The Tower by Mr. Tedders
Let's not mess around: The Tower is fantastic, a top-down action-adventure with some of the best presentation I've encountered recently. It's a simple game, when you get down to it, but as you walk around a mysterious tower with WASD, and aim at monsters with the mouse, the world gradually unfolds from the darkness around you. Dark tiles flip away to reveal the walls and floor, using an extraordinary visual effect that gives each screen a wonderfully tactile feel. Those screens will rotate slightly at the edges, while even the text has a lurching feel to it that betrays the icky atmosphere of the spooky tower your character has foolishly elected to ascend. Excellent sound design and stark little sprites round things off; the end result is this is a tower that feels powerfully present. (Via Warp Door)
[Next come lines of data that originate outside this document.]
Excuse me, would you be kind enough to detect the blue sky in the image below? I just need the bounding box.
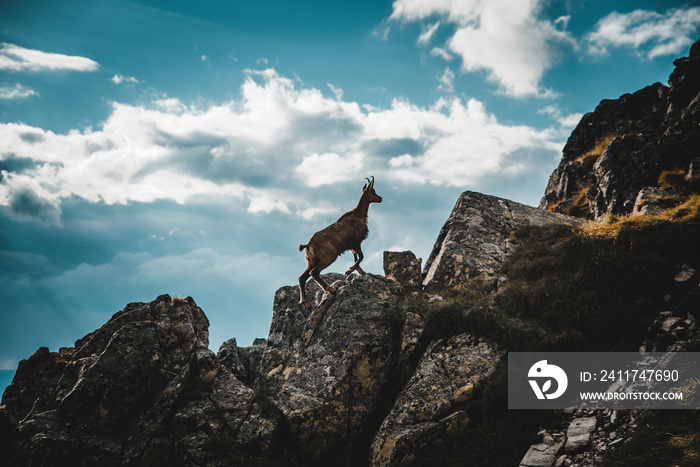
[0,0,700,394]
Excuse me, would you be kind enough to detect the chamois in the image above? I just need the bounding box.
[299,177,382,308]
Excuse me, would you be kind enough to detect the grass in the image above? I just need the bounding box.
[400,185,700,467]
[576,132,623,166]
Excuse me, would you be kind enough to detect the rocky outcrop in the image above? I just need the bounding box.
[540,41,700,219]
[0,188,581,466]
[0,295,293,466]
[371,334,503,466]
[260,274,404,465]
[423,191,582,291]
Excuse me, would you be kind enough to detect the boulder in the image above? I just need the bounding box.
[0,295,286,466]
[259,274,410,465]
[540,41,700,219]
[384,251,422,289]
[371,334,503,466]
[423,191,583,291]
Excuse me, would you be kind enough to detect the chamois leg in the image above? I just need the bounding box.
[345,247,365,276]
[311,269,335,293]
[299,267,311,308]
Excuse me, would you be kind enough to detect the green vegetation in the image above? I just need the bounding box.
[404,182,700,466]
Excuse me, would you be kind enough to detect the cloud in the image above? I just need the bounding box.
[111,75,139,85]
[0,42,100,71]
[0,69,565,223]
[0,84,39,99]
[586,7,700,59]
[390,0,576,97]
[418,21,440,44]
[8,187,61,225]
[438,68,455,93]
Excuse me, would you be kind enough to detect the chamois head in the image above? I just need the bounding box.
[362,176,382,203]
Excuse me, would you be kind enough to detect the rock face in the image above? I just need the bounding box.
[423,191,582,291]
[0,40,700,467]
[0,295,289,466]
[371,334,503,466]
[540,41,700,219]
[260,274,404,465]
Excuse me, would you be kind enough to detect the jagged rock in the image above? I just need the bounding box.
[540,41,700,219]
[587,135,661,219]
[216,338,267,386]
[632,186,669,216]
[384,251,422,289]
[260,274,402,465]
[564,417,596,452]
[0,295,286,466]
[520,440,564,467]
[423,191,582,290]
[371,334,503,466]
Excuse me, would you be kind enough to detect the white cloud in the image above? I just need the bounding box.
[297,153,363,187]
[430,47,453,62]
[0,84,39,99]
[390,0,575,97]
[0,42,100,71]
[418,21,440,44]
[111,75,139,85]
[438,68,455,93]
[0,69,564,223]
[537,105,583,131]
[586,7,700,59]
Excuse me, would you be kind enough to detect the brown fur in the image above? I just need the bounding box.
[299,177,382,308]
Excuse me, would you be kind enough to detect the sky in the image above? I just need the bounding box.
[0,0,700,391]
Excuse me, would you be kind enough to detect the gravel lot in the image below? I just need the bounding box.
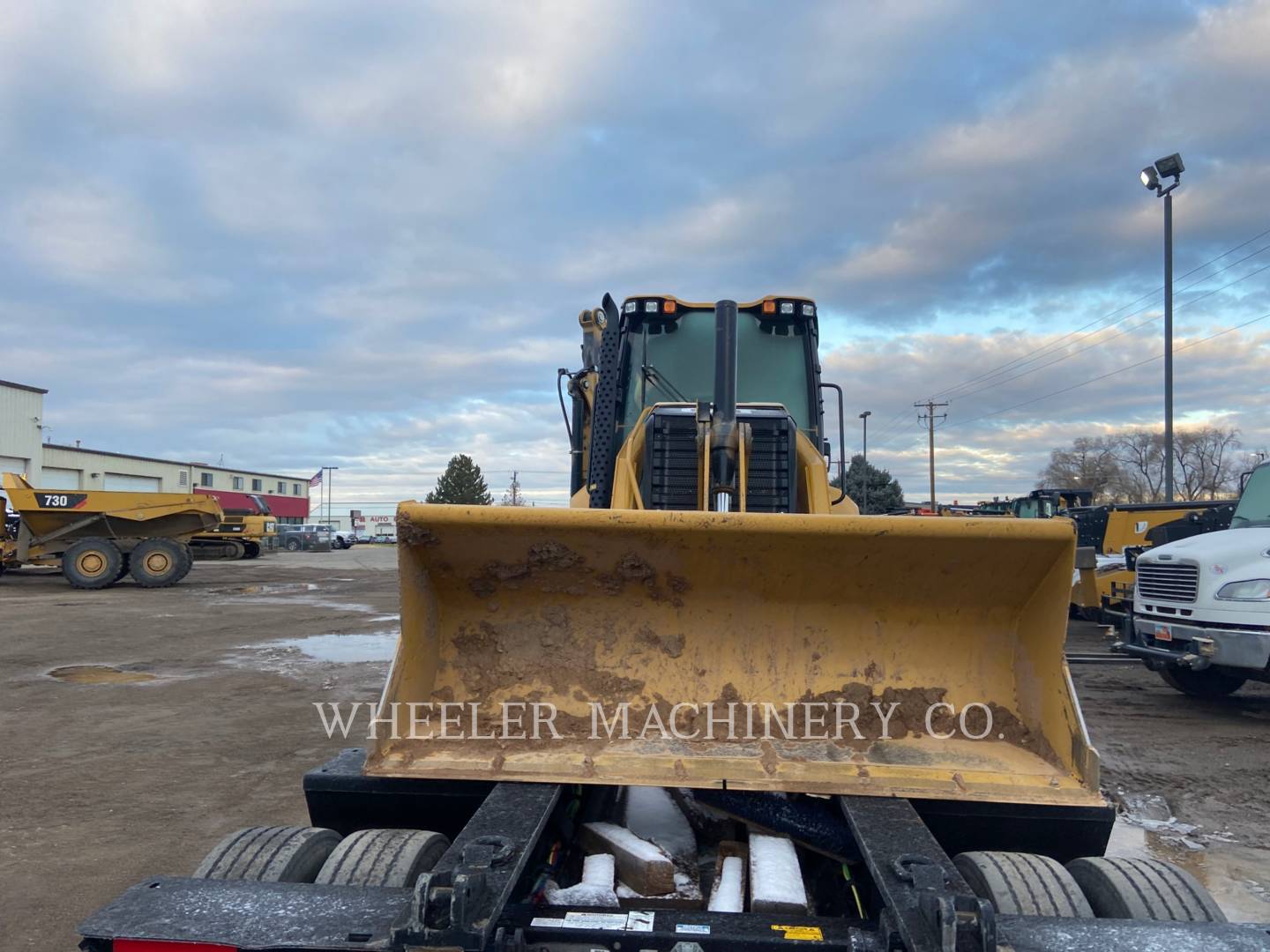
[7,546,1270,952]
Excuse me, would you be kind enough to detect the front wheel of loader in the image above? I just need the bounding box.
[194,826,339,882]
[1160,664,1247,698]
[317,830,450,889]
[128,539,188,589]
[952,851,1094,919]
[63,539,123,589]
[1067,857,1226,923]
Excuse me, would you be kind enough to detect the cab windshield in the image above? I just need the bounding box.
[623,311,815,442]
[1230,465,1270,529]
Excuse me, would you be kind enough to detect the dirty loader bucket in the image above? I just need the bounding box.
[367,502,1101,805]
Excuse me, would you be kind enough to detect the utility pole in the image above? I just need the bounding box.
[913,400,949,513]
[858,410,872,516]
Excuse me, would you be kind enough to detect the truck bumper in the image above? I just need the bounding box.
[1115,615,1270,672]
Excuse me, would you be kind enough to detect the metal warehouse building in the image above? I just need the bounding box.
[0,381,309,523]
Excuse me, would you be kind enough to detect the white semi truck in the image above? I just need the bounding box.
[1115,462,1270,697]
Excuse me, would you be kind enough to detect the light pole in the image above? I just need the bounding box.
[1138,152,1186,502]
[858,410,872,516]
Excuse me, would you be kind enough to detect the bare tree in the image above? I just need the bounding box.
[1040,436,1119,499]
[1175,427,1241,499]
[1040,427,1251,502]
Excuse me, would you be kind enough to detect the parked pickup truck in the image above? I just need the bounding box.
[1115,462,1270,697]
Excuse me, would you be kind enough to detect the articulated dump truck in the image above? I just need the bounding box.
[3,472,222,589]
[80,294,1270,952]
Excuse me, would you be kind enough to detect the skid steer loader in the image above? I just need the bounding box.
[80,296,1270,952]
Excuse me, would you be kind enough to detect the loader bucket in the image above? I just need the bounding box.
[367,502,1102,805]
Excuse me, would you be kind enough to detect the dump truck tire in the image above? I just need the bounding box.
[63,539,123,589]
[128,539,190,589]
[952,852,1094,919]
[1067,857,1226,923]
[194,826,339,882]
[1160,664,1247,697]
[317,830,450,889]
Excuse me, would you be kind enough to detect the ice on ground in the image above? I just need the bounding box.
[1072,552,1124,585]
[582,853,617,889]
[750,833,806,908]
[707,856,745,912]
[543,853,617,909]
[586,822,669,863]
[624,787,698,862]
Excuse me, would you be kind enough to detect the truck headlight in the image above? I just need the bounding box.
[1217,579,1270,602]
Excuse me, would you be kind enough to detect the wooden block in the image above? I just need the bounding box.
[582,822,675,896]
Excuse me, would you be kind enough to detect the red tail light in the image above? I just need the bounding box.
[113,940,239,952]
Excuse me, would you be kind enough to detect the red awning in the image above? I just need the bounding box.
[194,487,309,519]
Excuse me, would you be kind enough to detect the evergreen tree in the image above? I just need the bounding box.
[832,453,904,516]
[424,453,493,505]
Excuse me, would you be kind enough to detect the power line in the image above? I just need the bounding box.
[931,228,1270,398]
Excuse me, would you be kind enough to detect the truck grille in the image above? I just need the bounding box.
[1137,560,1199,602]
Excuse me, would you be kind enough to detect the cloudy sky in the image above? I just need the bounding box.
[0,0,1270,508]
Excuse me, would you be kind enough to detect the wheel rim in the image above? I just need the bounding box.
[75,548,109,579]
[144,550,171,575]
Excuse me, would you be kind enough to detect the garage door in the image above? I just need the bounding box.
[106,472,159,493]
[37,465,80,488]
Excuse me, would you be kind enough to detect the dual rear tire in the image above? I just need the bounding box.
[194,826,450,889]
[952,852,1226,923]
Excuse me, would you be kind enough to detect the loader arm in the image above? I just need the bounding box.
[378,296,1102,806]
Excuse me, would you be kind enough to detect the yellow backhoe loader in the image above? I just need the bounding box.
[80,294,1254,952]
[3,472,223,589]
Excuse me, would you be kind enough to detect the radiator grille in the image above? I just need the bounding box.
[1137,560,1199,602]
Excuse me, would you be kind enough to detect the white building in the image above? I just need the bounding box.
[0,381,309,523]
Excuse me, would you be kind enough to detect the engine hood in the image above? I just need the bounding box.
[1138,527,1270,571]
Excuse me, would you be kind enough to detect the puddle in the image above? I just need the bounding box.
[210,582,320,595]
[49,664,158,684]
[259,631,398,664]
[1106,817,1270,923]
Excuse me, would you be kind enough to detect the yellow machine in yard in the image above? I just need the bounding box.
[190,513,278,559]
[4,472,222,589]
[80,294,1249,952]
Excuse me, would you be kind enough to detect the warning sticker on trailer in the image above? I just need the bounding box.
[529,912,654,932]
[35,493,87,509]
[773,924,825,941]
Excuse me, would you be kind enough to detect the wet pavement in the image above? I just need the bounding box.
[0,547,1270,952]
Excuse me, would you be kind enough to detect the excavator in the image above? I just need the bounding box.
[80,294,1270,952]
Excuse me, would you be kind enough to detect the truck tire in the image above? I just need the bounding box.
[1067,857,1226,923]
[1160,664,1247,697]
[317,830,450,889]
[63,539,123,589]
[110,552,131,585]
[952,851,1094,919]
[128,539,188,589]
[194,826,339,882]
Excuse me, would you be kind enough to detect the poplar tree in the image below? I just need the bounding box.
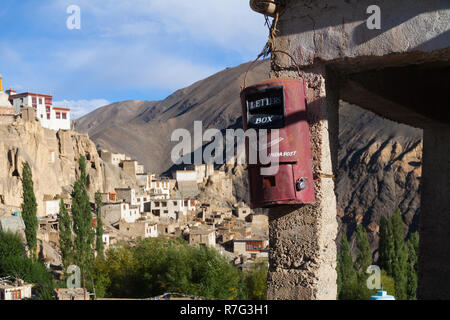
[21,162,38,259]
[95,191,104,258]
[58,198,73,268]
[406,232,419,300]
[391,209,408,300]
[337,234,358,300]
[378,216,394,276]
[356,225,372,274]
[355,225,372,299]
[72,156,94,279]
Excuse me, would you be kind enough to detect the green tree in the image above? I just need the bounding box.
[58,198,74,268]
[355,225,372,300]
[378,216,395,275]
[93,238,248,299]
[72,156,94,280]
[390,209,408,300]
[337,234,358,300]
[244,260,268,300]
[21,162,38,259]
[95,191,104,258]
[0,231,53,300]
[355,225,372,274]
[406,232,419,300]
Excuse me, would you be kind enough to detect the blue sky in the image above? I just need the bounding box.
[0,0,267,118]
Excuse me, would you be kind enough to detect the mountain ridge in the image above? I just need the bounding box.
[75,60,422,249]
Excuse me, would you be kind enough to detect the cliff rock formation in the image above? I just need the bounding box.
[0,117,135,216]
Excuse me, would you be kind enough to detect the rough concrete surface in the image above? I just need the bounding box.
[268,0,450,299]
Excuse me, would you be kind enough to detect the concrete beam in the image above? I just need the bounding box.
[277,0,450,66]
[268,68,338,300]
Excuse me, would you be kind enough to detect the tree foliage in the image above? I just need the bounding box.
[21,162,38,259]
[58,199,74,268]
[337,209,419,300]
[391,209,408,300]
[337,234,358,300]
[93,238,267,299]
[95,191,104,258]
[72,156,94,276]
[0,231,53,300]
[244,260,268,300]
[406,232,419,300]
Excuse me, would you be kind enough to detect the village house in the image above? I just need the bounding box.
[43,194,60,217]
[122,160,144,177]
[233,239,268,259]
[233,202,252,220]
[189,228,216,247]
[146,199,196,220]
[99,149,130,167]
[136,173,152,192]
[0,278,33,300]
[101,192,119,203]
[115,188,151,213]
[102,230,111,249]
[55,288,90,300]
[150,175,171,199]
[119,221,158,239]
[172,170,199,198]
[157,219,179,236]
[186,163,214,183]
[0,215,25,239]
[6,90,70,130]
[101,202,141,224]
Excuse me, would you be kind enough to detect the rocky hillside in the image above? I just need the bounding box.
[336,102,422,249]
[0,118,135,215]
[74,62,269,173]
[75,61,422,247]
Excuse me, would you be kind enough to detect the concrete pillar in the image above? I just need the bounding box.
[418,125,450,300]
[268,66,338,300]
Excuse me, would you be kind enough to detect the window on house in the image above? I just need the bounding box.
[11,290,22,300]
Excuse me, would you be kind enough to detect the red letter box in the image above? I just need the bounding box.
[241,79,315,208]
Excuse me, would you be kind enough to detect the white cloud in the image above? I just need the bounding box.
[48,0,268,56]
[53,99,110,120]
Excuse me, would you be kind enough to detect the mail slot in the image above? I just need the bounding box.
[241,79,315,208]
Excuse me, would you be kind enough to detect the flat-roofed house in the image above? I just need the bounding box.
[189,229,216,247]
[9,92,70,130]
[0,278,33,300]
[101,202,141,224]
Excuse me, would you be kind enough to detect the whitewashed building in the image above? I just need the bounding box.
[101,202,141,223]
[7,90,70,130]
[0,279,33,300]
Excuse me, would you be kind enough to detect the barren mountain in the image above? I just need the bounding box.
[74,62,269,173]
[75,61,422,248]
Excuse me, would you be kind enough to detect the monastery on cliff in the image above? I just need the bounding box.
[0,75,70,130]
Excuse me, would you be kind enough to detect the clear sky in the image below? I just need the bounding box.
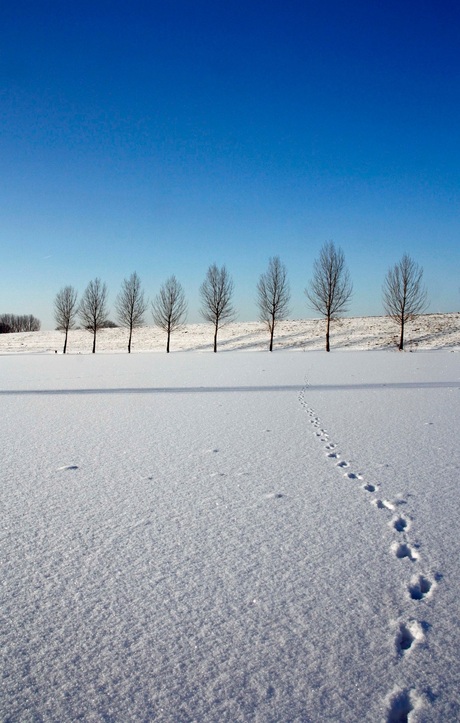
[0,0,460,329]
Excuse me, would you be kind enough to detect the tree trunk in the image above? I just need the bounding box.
[398,319,404,351]
[326,316,331,351]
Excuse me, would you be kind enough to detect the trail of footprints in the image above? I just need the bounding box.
[299,387,436,723]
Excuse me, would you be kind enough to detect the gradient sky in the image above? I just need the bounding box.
[0,0,460,329]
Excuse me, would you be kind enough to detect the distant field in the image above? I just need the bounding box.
[0,313,460,354]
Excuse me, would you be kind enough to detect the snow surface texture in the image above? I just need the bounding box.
[0,313,460,354]
[0,351,460,723]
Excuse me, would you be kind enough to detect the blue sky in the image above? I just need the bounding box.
[0,0,460,328]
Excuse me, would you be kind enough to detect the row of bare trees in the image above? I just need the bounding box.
[0,314,41,334]
[54,242,427,354]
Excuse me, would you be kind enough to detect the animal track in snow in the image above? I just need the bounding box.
[391,542,419,562]
[386,688,421,723]
[409,575,434,600]
[344,472,363,479]
[395,620,425,655]
[391,515,409,532]
[372,500,395,512]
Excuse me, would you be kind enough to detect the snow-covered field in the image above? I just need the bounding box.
[0,313,460,354]
[0,326,460,723]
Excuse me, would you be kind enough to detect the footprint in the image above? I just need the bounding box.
[395,620,425,655]
[372,500,395,512]
[386,688,420,723]
[409,575,433,600]
[391,542,419,562]
[391,517,409,532]
[344,472,363,479]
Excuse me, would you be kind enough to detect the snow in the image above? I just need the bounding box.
[0,313,460,354]
[0,331,460,723]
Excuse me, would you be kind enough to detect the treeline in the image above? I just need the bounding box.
[54,242,427,354]
[0,314,41,334]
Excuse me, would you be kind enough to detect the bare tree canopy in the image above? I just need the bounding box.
[305,241,353,351]
[115,272,148,354]
[0,314,41,334]
[78,279,108,354]
[54,286,78,354]
[257,256,291,351]
[383,254,427,351]
[200,264,236,352]
[152,276,187,354]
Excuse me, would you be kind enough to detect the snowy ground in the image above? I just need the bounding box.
[0,313,460,354]
[0,348,460,723]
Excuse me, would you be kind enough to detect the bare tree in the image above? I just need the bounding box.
[0,314,41,334]
[305,241,353,351]
[78,279,108,354]
[383,254,427,351]
[200,264,236,352]
[152,276,187,354]
[257,256,291,351]
[115,272,148,354]
[54,286,78,354]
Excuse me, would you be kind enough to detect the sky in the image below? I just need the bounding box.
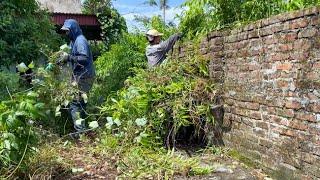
[113,0,185,31]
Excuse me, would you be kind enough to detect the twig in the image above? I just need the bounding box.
[6,86,13,100]
[6,127,31,179]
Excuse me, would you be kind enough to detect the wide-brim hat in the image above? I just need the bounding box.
[146,29,163,36]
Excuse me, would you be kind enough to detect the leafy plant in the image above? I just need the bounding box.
[179,0,320,39]
[91,34,146,104]
[101,46,216,147]
[0,0,61,67]
[0,91,46,166]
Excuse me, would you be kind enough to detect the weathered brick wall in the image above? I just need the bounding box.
[175,8,320,179]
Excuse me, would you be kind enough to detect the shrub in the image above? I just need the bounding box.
[0,0,60,66]
[91,34,146,103]
[101,48,216,147]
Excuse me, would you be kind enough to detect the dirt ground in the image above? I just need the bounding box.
[48,141,271,180]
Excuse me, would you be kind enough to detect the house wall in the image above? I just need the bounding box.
[178,8,320,179]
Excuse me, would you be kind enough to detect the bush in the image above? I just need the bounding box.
[0,0,60,66]
[179,0,320,38]
[91,34,146,103]
[101,48,216,148]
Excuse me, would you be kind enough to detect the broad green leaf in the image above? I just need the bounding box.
[17,63,29,73]
[71,168,84,173]
[81,93,88,103]
[55,105,61,117]
[135,118,147,127]
[114,119,121,126]
[28,61,34,69]
[89,121,99,129]
[76,119,84,126]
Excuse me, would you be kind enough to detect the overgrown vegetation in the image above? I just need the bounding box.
[180,0,320,38]
[101,52,216,148]
[0,0,61,67]
[0,0,319,179]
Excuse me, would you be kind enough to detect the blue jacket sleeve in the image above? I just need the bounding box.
[69,40,90,66]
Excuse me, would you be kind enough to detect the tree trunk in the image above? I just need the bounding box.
[163,7,166,25]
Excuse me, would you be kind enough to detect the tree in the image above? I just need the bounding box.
[82,0,127,50]
[0,0,61,67]
[82,0,112,14]
[144,0,169,24]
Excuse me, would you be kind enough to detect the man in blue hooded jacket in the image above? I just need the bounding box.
[59,19,95,136]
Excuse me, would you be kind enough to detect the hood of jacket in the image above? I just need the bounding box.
[62,19,82,41]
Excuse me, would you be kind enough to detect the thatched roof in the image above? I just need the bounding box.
[37,0,81,14]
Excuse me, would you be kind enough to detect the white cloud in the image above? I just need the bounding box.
[114,1,183,31]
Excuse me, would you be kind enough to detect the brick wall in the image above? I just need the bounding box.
[175,8,320,179]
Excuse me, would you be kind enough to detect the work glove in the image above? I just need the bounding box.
[177,32,184,40]
[45,63,54,71]
[57,52,69,64]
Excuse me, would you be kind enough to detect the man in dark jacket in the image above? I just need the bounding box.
[146,29,181,67]
[60,19,95,136]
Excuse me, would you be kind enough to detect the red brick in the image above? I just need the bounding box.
[293,39,312,51]
[270,116,283,124]
[280,129,296,137]
[276,80,289,88]
[280,33,298,43]
[276,44,293,52]
[269,53,290,61]
[309,103,320,113]
[288,121,308,131]
[290,18,309,29]
[277,108,294,118]
[276,63,292,71]
[264,35,279,45]
[306,72,320,81]
[285,100,302,109]
[246,102,260,110]
[298,28,318,38]
[247,111,262,120]
[256,121,269,130]
[312,62,320,69]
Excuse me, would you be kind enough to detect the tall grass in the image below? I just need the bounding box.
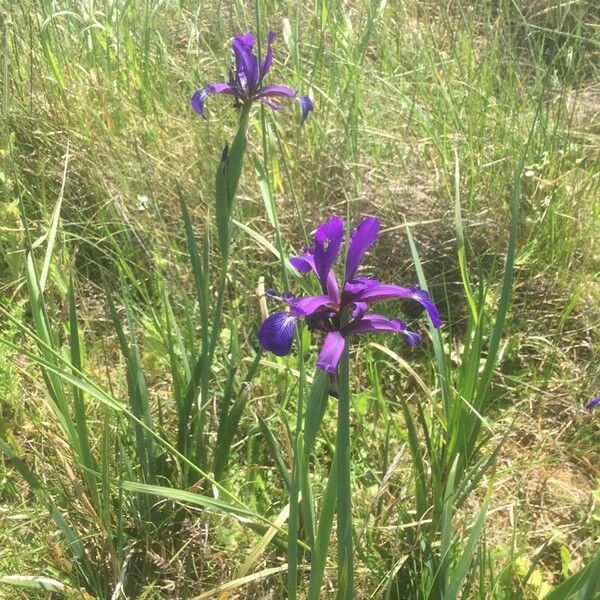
[0,0,600,600]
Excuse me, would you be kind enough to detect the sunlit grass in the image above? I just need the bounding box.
[0,0,600,600]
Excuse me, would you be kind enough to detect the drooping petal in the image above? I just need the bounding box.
[192,82,238,119]
[355,284,442,328]
[345,217,379,281]
[192,90,209,119]
[258,31,275,85]
[206,82,236,94]
[258,312,298,356]
[298,96,315,125]
[314,215,344,295]
[343,314,421,346]
[232,33,259,95]
[291,295,335,317]
[317,331,346,373]
[352,302,367,319]
[256,85,296,98]
[585,396,600,410]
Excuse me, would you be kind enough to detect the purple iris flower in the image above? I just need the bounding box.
[192,31,313,123]
[258,216,442,374]
[585,396,600,410]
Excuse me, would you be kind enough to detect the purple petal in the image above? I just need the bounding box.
[260,31,275,81]
[585,396,600,410]
[192,90,209,119]
[206,83,236,94]
[258,312,298,356]
[298,96,315,125]
[289,248,340,304]
[317,331,346,373]
[289,249,315,273]
[352,302,367,319]
[354,284,442,328]
[315,215,344,292]
[258,98,281,110]
[291,296,335,317]
[345,217,379,281]
[236,32,254,50]
[232,33,259,94]
[256,85,296,98]
[343,314,421,346]
[344,277,381,298]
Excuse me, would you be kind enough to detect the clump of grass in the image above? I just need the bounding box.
[0,1,600,599]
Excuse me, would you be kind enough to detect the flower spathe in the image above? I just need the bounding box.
[258,216,441,374]
[192,31,313,123]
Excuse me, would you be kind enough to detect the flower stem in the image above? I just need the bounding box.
[193,104,250,469]
[335,346,353,600]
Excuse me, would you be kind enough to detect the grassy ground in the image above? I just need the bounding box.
[0,0,600,599]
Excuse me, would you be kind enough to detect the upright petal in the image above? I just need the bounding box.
[206,83,236,94]
[345,217,379,281]
[298,96,315,125]
[585,396,600,410]
[317,331,346,373]
[289,248,341,304]
[232,33,259,95]
[256,85,297,98]
[343,314,421,346]
[315,215,344,295]
[258,31,275,85]
[258,312,298,356]
[354,284,442,327]
[192,90,209,119]
[290,295,335,317]
[344,277,381,300]
[289,248,315,273]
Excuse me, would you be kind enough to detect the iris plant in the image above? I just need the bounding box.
[258,216,441,374]
[585,396,600,410]
[192,31,313,123]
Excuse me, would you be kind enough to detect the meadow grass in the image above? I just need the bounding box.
[0,0,600,600]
Toryanse: Reel by Arcto Games
You're helping a mechanic fix things in her store in this short, sweet, and beautifully presented point and click. You play as a ghost, or something like a ghost, who can manipulate lights and other objects around the elderly lady, and you'll need to do just that—first by letting her inside the building, and then by landing a spectral hand with the knackered objects she's been tasked with fixing up.
Voice by Tony Coculuzzi, Ruth Bosch, Lisy Kane, Izzy Gramp, Farah Khalaf
Voice is very short, consisting of a couple of rooms' worth of cutely illustrated characters and objects, who you'll interact with by sauntering up to them and making a bunch of sing-song noises. I love the scratchily hand-drawn, isometric rooms on offer here; it's not entirely clear what's going on, but this is a world I'd like to see more of in the future.
Hi Polite Drifter by James Earl Cox III
Sometimes a pun is enough to secure my interest, and would you look at that belter in this game's title. Hi Polite Drifter is an interactive oddity in which you can direct a little scavenger towards objects he might like to take a look at. Invariably he's not interested in most of them, exclaiming to you that they look like junk, but while you're pointing him this way and that, be sure to hit the middle on-screen button now and again. This causes your unseen character to say “Hi, polite drifter!”, to which the scavenger will reply in an adorable way. “Hi, polite drifter!” Hi polite drifter. It's so gloriously silly, and even sillier that someone has made a game based around a single pun.